Not only that – the women now carry out regular employment that fits harmoniously with their roles as mothers, and members of a rural, farm-based community. Umbrellaed with additonal support from The Dharma Door’s not-for-profit NGO organisations, the women are also privvy to education and support for them and their families. That’s something to celebrate!
Here’s a little more from Shannon Sheedy, founder of The Dharma Door, about what International Women’s Day means to us, and what we wish for women everywhere on this special day.

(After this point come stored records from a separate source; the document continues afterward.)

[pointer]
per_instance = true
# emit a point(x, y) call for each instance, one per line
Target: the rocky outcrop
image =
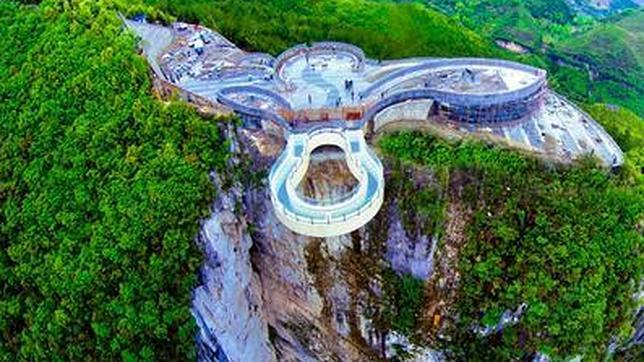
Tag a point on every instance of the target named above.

The Dharma Door exists to empower others out of the cycle of poverty. Given that most of the artisans who make the products are female, what does International Women’s Day mean to you?
International Women’s Day is a day to celebrate the incredible contribution that women make every day in all areas of society, all over the world. This day is important to us at The Dharma Door because we’ve always had a special focus on empowering the female artisans who handcraft our products by trading fairly with them. We’ve always passionately believed that if women are empowered through being able to earn a fair wage, doing work that is safe and fulfilling, they will contribute to their families and communities in wonderful ways that benefit everyone.
Why is it important to support women in remote, rural communities of Bangladesh. Why is supporting women in these regions something we should all consider when making our purchasing decisions?
The women who make our products live in very poor, marginalised communities with the added challenge of being in a patriarchal society. Without the opportunity to benefit from their skills by making products for us and other international buyers, the majority of these women wouldn’t be earning a fair wage, and most likely wouldn’t have the chance to work at all. Each and every product they make genuinely creates positive change their lives.
How do the not-for-profit NGO groups that The Dharma Door works with support women?
The organisations that we partner with offer so much life-changing support to the women we work with, in addition to providing training and work for the artisans. Some of these organisations are very proactive in the community, especially if there is resistance from the men around their wives and sisters earning money.
These organisations run programs with couples about gender equality and domestic violence; teach the women how to manage their money and introduce artisan-managed savings and loans programs; teach nutrition and hygiene; bring medical clinics into the villages; and build clean and safe work spaces for the women who are unable to work from home. The spaces they build also double as schools for their young children.
The NGOs offer amazing support and are the crucial link between us and the artisans.
Gender equality continues to be a significant topic in our global community. How would improved conditions for women improve the lives of the women you work with? What role does The Dharma Door play in this?
Ninety-nine percent of our artisans are women – this is a conscious choice. We feel proud to be contributing to shifting societal norms in small rural communities in Bangladesh, where in some cases the artisan who make our products are the first generation of women to work for a wage. In many cases, they are now earning more than the men in their families.
In a largely patriarchal society, this earning capacity has transformed many difficulties, including marital relations; the strain that is caused if partners need to move away to find work; and the standing each women gains within small, rural communities. Regular work and income leads to greater pride, respect and autonomy.
How does The Dharma Door’s approach to working with women allow them to also be good mothers, and members of their rural community?
The women who make our products can choose to work from home or together in shared workspaces. They craft our products around the needs of their families, animals and crops if they have them. They are motivated to earn money so they can contribute their families and send their children to school, so they make time for making each day. The flexibility of their work means they are able to earn a fair wage and take care of their loved ones. It allows them to take care of what is most important to them in a healthy and sustainable way.